Furthermore, complications such as hypokalemia must be corrected to improve gut motility and prevent further deterioration. Dehydration manifests in clinical features like dry mucous membranes, poor skin turgor, hypotension, tachycardia, and altered mental status, as observed in this patient. These systemic effects can further compromise colonic perfusion, promoting ischemia and increasing perforation risk. Prompt recognition and treatment of dehydration are essential to improve outcomes (Stamm et al., 2004).

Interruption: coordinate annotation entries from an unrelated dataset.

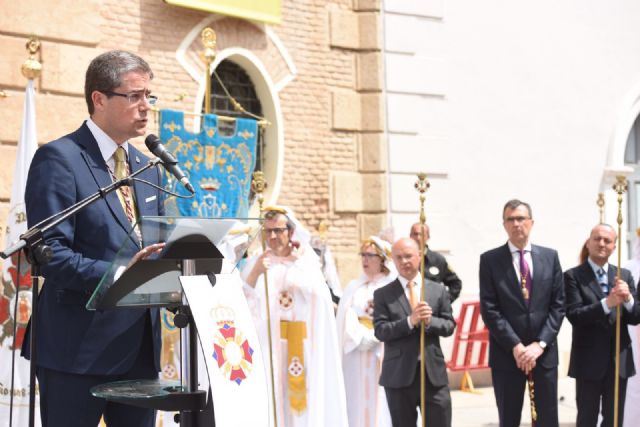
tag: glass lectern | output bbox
[87,217,261,426]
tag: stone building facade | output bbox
[0,0,387,281]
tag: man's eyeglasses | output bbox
[264,227,288,236]
[504,216,531,224]
[103,91,158,106]
[359,252,379,259]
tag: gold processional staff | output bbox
[411,172,431,427]
[613,175,627,426]
[251,171,278,427]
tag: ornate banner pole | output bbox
[200,27,216,114]
[613,175,627,426]
[596,193,604,224]
[412,172,431,427]
[251,171,278,427]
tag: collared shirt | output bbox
[587,258,634,314]
[507,241,534,283]
[87,118,129,174]
[398,272,422,329]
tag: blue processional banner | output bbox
[160,110,258,218]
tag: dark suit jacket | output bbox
[480,244,564,371]
[564,262,640,380]
[373,279,456,388]
[424,247,462,302]
[23,123,164,375]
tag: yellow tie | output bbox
[407,280,418,310]
[113,147,137,223]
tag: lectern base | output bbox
[91,380,207,411]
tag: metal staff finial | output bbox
[251,171,278,427]
[596,193,604,224]
[613,175,628,426]
[22,36,42,80]
[411,172,431,427]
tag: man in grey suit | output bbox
[373,238,456,427]
[564,224,640,427]
[480,199,564,427]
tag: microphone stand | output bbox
[0,158,161,427]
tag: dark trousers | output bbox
[384,363,451,427]
[576,361,627,427]
[491,366,558,427]
[36,316,158,427]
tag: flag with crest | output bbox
[0,80,40,426]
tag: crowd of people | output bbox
[24,47,640,427]
[245,200,640,427]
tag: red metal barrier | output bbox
[447,301,489,391]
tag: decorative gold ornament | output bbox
[596,193,604,224]
[613,175,628,426]
[22,36,42,80]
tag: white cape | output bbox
[336,273,396,427]
[243,248,348,427]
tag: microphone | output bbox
[144,134,196,194]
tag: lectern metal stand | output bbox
[87,217,260,427]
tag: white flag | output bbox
[0,80,40,426]
[180,271,269,427]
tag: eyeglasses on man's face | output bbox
[358,252,378,259]
[264,227,288,236]
[104,91,158,106]
[504,216,531,224]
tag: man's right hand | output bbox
[246,248,271,288]
[409,301,433,328]
[605,279,631,309]
[513,343,536,375]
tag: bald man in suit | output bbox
[480,199,564,427]
[373,238,456,427]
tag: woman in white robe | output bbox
[336,237,397,427]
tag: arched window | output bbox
[202,59,263,170]
[624,116,640,256]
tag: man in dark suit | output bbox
[409,222,462,302]
[564,224,640,427]
[480,200,564,427]
[24,51,164,427]
[373,238,456,427]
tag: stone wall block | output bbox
[0,0,102,45]
[332,172,364,213]
[358,133,387,172]
[356,52,384,91]
[41,44,100,95]
[331,90,362,131]
[329,10,360,49]
[361,173,387,212]
[353,0,381,12]
[358,214,387,241]
[358,12,382,50]
[360,93,385,132]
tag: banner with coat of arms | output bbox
[160,110,258,218]
[158,110,258,427]
[180,272,270,427]
[0,80,40,426]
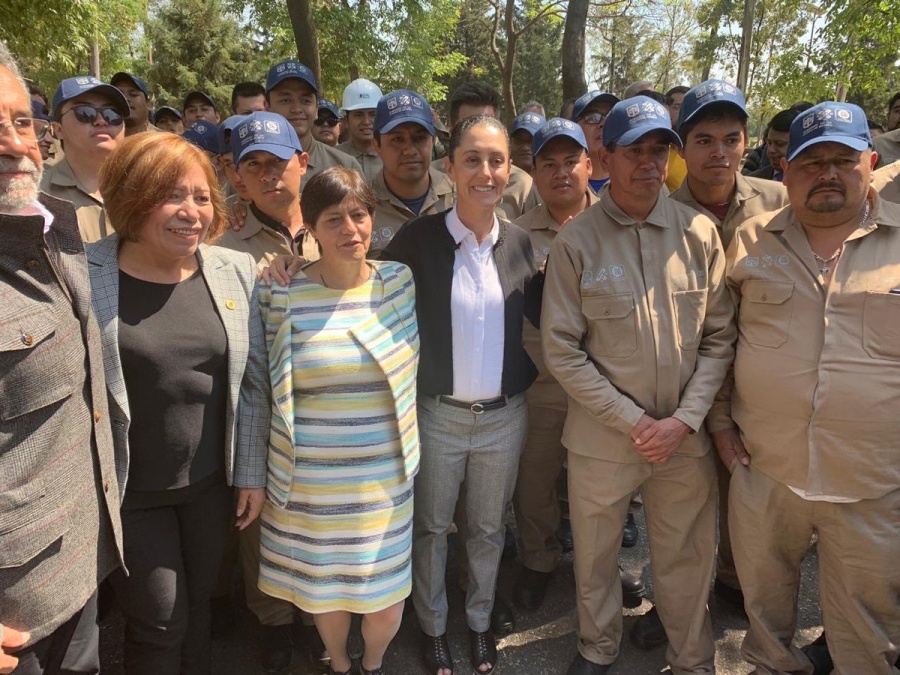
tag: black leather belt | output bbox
[441,396,506,415]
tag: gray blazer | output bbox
[87,234,272,497]
[0,195,122,643]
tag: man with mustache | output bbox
[0,42,122,675]
[41,75,129,243]
[710,102,900,675]
[541,96,735,675]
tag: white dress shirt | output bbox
[447,206,504,401]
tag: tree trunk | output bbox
[287,0,322,89]
[562,0,590,101]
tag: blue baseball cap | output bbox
[266,59,319,94]
[53,75,131,119]
[572,89,620,122]
[181,120,219,155]
[603,96,682,148]
[531,117,588,157]
[231,110,303,166]
[319,98,341,119]
[153,105,184,124]
[375,89,437,136]
[787,101,872,162]
[109,71,150,98]
[216,115,247,155]
[509,113,547,136]
[678,80,749,130]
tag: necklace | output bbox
[813,200,869,277]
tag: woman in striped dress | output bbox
[259,167,419,675]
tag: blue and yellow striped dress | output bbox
[259,268,413,614]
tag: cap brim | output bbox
[615,124,683,148]
[378,117,437,136]
[234,143,302,165]
[787,135,872,162]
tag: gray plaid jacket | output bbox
[87,234,271,496]
[0,195,122,642]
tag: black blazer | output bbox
[381,211,540,396]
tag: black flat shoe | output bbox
[513,567,550,612]
[422,633,453,675]
[491,595,516,637]
[469,628,497,675]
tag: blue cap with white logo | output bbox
[787,101,872,162]
[266,59,319,94]
[216,115,247,155]
[603,96,682,148]
[531,117,588,157]
[53,75,130,119]
[181,120,219,155]
[678,80,747,130]
[231,110,303,166]
[572,89,620,122]
[319,98,341,119]
[375,89,436,136]
[509,113,547,136]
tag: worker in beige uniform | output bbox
[337,78,381,185]
[541,96,735,675]
[513,119,645,610]
[709,102,900,675]
[109,72,160,136]
[662,80,787,624]
[431,82,537,221]
[266,59,363,185]
[872,159,900,202]
[369,89,454,258]
[41,75,129,243]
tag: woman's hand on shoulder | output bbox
[234,488,266,530]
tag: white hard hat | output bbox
[341,78,381,110]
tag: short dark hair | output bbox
[447,115,509,162]
[678,102,747,143]
[766,108,800,135]
[231,82,266,112]
[300,166,378,231]
[450,82,500,127]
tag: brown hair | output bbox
[300,166,378,231]
[100,132,228,244]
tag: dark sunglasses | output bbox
[60,105,125,127]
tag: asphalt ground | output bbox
[101,512,821,675]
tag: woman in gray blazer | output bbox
[87,133,270,675]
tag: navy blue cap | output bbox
[375,89,437,136]
[531,117,588,157]
[572,89,620,122]
[181,120,219,155]
[231,110,303,166]
[787,101,872,162]
[509,113,547,136]
[53,75,131,118]
[31,99,50,122]
[603,96,682,148]
[319,98,341,119]
[216,115,247,155]
[153,105,184,124]
[181,91,218,110]
[109,71,150,98]
[266,59,319,94]
[678,80,749,130]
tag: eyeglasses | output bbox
[61,105,125,127]
[578,112,609,124]
[0,117,50,141]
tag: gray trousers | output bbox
[413,394,528,636]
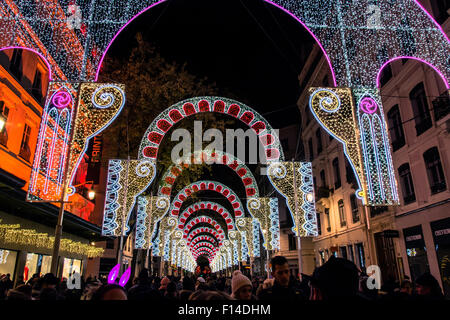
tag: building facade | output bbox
[0,49,103,283]
[292,0,450,295]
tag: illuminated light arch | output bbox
[0,0,450,87]
[183,216,226,238]
[192,242,218,251]
[190,235,219,247]
[183,224,227,243]
[377,56,450,90]
[186,227,221,246]
[169,180,244,218]
[95,0,336,86]
[158,150,259,197]
[0,46,53,81]
[178,201,236,230]
[138,96,284,161]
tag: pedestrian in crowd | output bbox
[258,256,306,301]
[231,270,254,300]
[159,277,170,296]
[128,269,161,300]
[310,256,362,300]
[164,281,178,301]
[416,272,444,300]
[91,284,128,301]
[195,277,208,290]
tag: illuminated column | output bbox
[102,159,156,237]
[135,196,170,249]
[310,88,399,206]
[267,162,317,237]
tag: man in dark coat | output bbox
[258,256,307,301]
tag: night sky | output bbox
[108,0,313,128]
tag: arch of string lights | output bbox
[138,97,284,163]
[178,201,236,230]
[169,180,244,217]
[183,216,226,239]
[0,0,450,88]
[158,150,259,197]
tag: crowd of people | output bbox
[0,256,444,302]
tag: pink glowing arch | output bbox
[178,201,236,230]
[183,216,225,238]
[190,235,218,247]
[95,0,337,87]
[0,46,53,81]
[377,56,450,90]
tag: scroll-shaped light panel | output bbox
[310,88,398,206]
[353,89,399,205]
[27,82,80,202]
[135,196,170,249]
[247,198,280,250]
[67,83,125,193]
[102,159,156,236]
[268,162,317,237]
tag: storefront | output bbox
[62,258,83,279]
[0,249,17,279]
[430,218,450,298]
[403,225,430,281]
[23,253,52,282]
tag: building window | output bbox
[288,233,297,251]
[316,211,322,236]
[380,64,392,87]
[19,124,31,162]
[106,239,114,249]
[387,105,405,151]
[338,199,347,227]
[319,170,327,188]
[333,158,341,189]
[322,75,330,88]
[348,244,355,262]
[339,247,347,259]
[9,49,23,81]
[325,208,331,232]
[409,82,432,136]
[345,160,358,185]
[423,147,447,194]
[430,0,450,24]
[31,69,42,104]
[316,128,322,154]
[350,193,359,223]
[356,243,366,268]
[281,139,289,154]
[308,138,314,162]
[0,101,9,147]
[398,163,416,204]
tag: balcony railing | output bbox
[433,91,450,121]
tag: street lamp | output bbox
[0,113,6,132]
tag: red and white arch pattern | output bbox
[183,216,225,239]
[169,180,244,218]
[178,201,236,230]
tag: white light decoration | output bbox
[268,162,317,237]
[169,180,244,217]
[178,201,236,230]
[135,196,170,249]
[310,88,399,206]
[158,150,259,197]
[247,198,280,250]
[139,97,284,161]
[27,82,125,201]
[102,159,156,236]
[0,0,450,88]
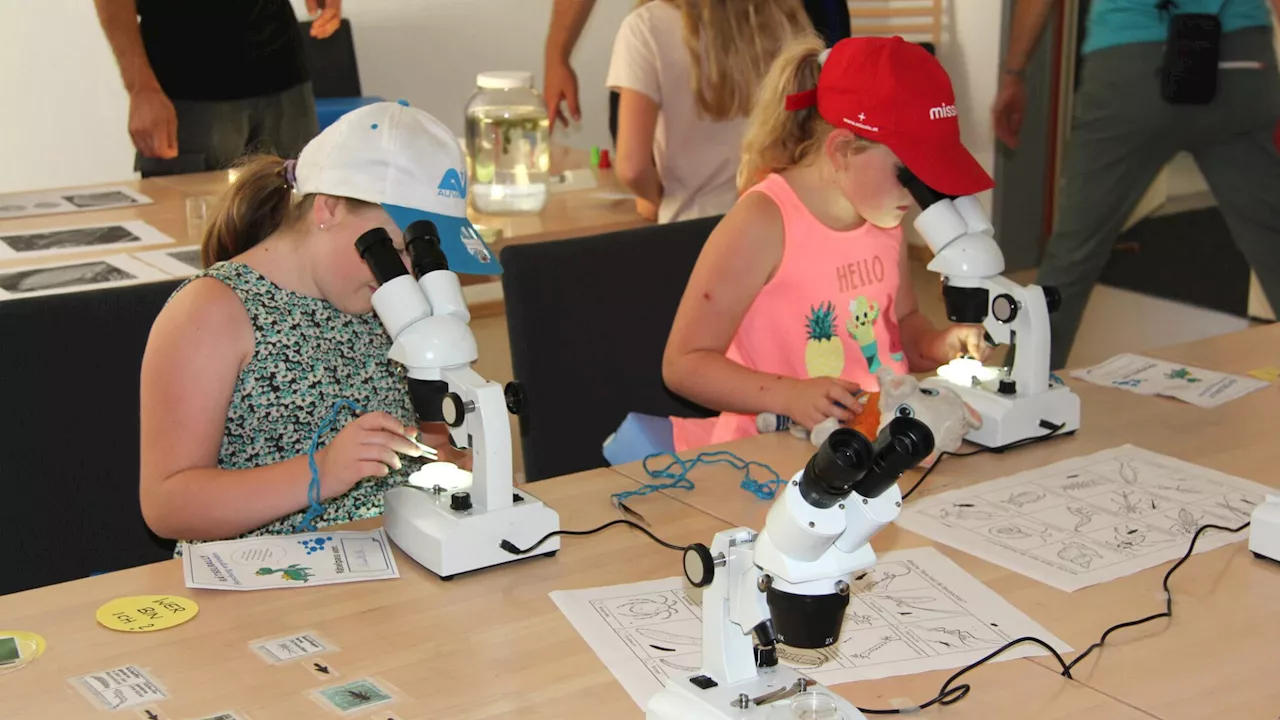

In conclusion, J.A.’s clinical course highlights the importance of early recognition of Ogilvie’s syndrome and its complications. A multidisciplinary approach involving radiologic assessment, pharmacologic therapy with neostigmine, fluid and electrolyte correction, and surgical intervention when necessary are critical components of management. Understanding the complex pathophysiology aids clinicians in preventing severe complications such as perforation, sepsis, and death, thus underscoring the need for vigilant postoperative care in high-risk populations.

References

  • Chou, C. L., Lin, S. Y., Wu, C. P., & Tseng, H. K. (2018). Acute colonic pseudo-obstruction (Ogilvie’s syndrome): a review of 81 cases. World Journal of Gastroenterology, 24(14), 1555-1560.
  • Kumar, S., & Nagpal, R. (2020). Pathophysiology and management of Ogilvie's syndrome. Surgery Today, 50(3), 245-254.
  • Ponec, R. J., McAlpine, A., & McBride, S. (1999). Evaluation and management of acute colonic pseudo-obstruction. The American Journal of Gastroenterology, 94(7), 1877-1884.
  • Stamm, G., Elias, W., & Diamond, J. (2004). Ogilvie’s syndrome: a review of pathophysiology and management. Abdominal Imaging, 29(5), 568-575.
  • Vanek, S., & Al-Salti, M. (1986). Acute colonic pseudo-obstruction (Ogilvie's syndrome). Scandinavian Journal of Gastroenterology, 21(4), 347-355.